SimGBS

A Julia package for simulating Genotyping-by-Sequencing (GBS) data.

Highlights

SimGBS provides a simple and efficient method of simulating Genotyping-by-Sequencing (GBS) data. It provides valuable resources for evaluating and developing bioinformatics pipelines and statistical methods.

SimGBS generates GBS data from any reference genome (in FASTA format) using common restriction enzyme(s).

SimGBS defines large, complex population following the gene-drop method.

SimGBS samples genetic and GBS-specific variations from statistical models to reflect randomness at both individual and population level.

SimGBS is capable of simulating GBS data from thousands of samples under customizable settings.

Installation

SimGBS is registered in the General registry, it can be directly installed in Julia using Pkg.add

julia> using Pkg
julia> Pkg.add("SimGBS")

julia> ]
pkg> add SimGBS

For more information about how to install Julia package, please visit Getting Started with Julia.

Overview

SimGBS is designed to simulate GBS data in three simple steps:

Step One: Generate GBS Fragments

SimGBS generates raw GBS fragments through in silico digestion.
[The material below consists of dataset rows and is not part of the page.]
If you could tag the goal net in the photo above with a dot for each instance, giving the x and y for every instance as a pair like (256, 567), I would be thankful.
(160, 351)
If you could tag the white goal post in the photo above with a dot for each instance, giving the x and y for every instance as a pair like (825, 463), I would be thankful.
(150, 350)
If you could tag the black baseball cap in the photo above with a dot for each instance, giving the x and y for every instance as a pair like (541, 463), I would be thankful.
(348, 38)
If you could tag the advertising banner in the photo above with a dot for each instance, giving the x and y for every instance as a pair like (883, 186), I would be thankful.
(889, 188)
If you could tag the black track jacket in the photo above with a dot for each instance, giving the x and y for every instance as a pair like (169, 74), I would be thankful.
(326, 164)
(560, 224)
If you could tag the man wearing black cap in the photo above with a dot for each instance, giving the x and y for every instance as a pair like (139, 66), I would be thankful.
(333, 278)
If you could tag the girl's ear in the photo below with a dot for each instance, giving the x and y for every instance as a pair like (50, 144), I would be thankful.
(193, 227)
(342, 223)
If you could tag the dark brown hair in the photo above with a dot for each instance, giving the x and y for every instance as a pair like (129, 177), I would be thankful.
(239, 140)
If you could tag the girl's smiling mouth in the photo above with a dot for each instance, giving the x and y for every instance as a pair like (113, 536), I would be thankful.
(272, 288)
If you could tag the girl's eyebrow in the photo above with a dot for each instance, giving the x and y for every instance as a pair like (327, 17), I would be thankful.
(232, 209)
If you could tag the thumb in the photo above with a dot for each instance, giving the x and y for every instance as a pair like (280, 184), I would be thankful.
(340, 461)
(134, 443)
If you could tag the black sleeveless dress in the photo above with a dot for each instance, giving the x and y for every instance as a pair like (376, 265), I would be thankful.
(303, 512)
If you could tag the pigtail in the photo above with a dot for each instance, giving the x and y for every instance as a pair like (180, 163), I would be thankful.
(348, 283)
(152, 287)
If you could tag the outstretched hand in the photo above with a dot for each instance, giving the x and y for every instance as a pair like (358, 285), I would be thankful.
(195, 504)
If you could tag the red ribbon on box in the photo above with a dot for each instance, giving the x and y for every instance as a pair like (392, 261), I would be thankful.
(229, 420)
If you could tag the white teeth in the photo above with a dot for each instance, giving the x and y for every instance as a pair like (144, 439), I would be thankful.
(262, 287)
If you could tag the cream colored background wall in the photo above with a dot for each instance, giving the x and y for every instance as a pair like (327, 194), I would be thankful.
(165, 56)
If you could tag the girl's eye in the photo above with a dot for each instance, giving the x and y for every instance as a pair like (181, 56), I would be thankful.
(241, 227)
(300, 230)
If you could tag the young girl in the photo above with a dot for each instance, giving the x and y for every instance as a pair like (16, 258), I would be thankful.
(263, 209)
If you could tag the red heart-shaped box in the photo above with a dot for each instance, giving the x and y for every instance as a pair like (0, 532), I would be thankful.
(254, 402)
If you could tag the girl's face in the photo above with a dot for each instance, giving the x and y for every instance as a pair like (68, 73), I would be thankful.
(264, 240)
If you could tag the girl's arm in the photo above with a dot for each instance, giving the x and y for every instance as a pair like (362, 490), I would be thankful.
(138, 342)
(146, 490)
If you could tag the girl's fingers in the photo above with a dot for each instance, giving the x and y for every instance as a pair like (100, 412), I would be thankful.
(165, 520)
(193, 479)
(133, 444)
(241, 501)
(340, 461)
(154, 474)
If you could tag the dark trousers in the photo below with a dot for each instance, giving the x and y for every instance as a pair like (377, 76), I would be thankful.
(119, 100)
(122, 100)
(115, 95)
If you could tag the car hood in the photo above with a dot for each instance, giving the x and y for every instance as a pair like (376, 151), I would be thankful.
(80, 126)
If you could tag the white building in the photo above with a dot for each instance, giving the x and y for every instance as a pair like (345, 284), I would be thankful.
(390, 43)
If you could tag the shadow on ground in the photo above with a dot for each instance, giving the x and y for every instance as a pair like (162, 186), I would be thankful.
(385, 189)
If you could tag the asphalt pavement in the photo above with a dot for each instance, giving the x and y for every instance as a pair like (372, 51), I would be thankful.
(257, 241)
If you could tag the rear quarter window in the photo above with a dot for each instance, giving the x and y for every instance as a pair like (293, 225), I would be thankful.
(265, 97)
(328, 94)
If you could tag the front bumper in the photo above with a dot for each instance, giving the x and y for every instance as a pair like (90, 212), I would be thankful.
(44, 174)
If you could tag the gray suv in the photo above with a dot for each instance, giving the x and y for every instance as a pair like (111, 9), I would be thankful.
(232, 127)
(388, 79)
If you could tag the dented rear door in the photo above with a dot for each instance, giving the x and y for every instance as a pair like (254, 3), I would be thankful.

It cuts the reference genome into smaller fragments using common restriction enzyme(s).

An optional fragment size-selection step is available to filter out GBS fragments where length falls outside the user-defined thresholds.

Step Two: Define Population Structure

SimGBS first defines a founder population, where variants (i.e., SNPs and QTL) of each founder are sampled based on sampled allele frequencies.

By taking the gene drop approach , SimGBS models crossing overs between any pair of individuals, and sample recombination sites randomly across the genome. Haplotypes of their progeny can be then defined by tracking these recombination events (including the origin of maternal and parental chromosomes, as well as the recombination sites) at each generation.

The demographic history of the final population can be defined by controlling the size of founder population, manipulating the growth rate of the intermediate population.

Once the base population becomes available, users can supply a pedigree file to generate a breeding population.

Step Three: Simulate GBS Process

With selected GBS fragments (after fragment size-selection) and sampled SNP positions, SimGBS can determine short haplotypes by selecting only those variants that are captured by GBS fragments and keeping GBS fragments that contains variant(s).

For each retained GBS fragment (after size-selection), two GBS reads are generated for every diploid individual based on its short haplotypes. A unique short DNA sequence (barcode, as a sample identifier) will be attached to the 5' end of each GBS read.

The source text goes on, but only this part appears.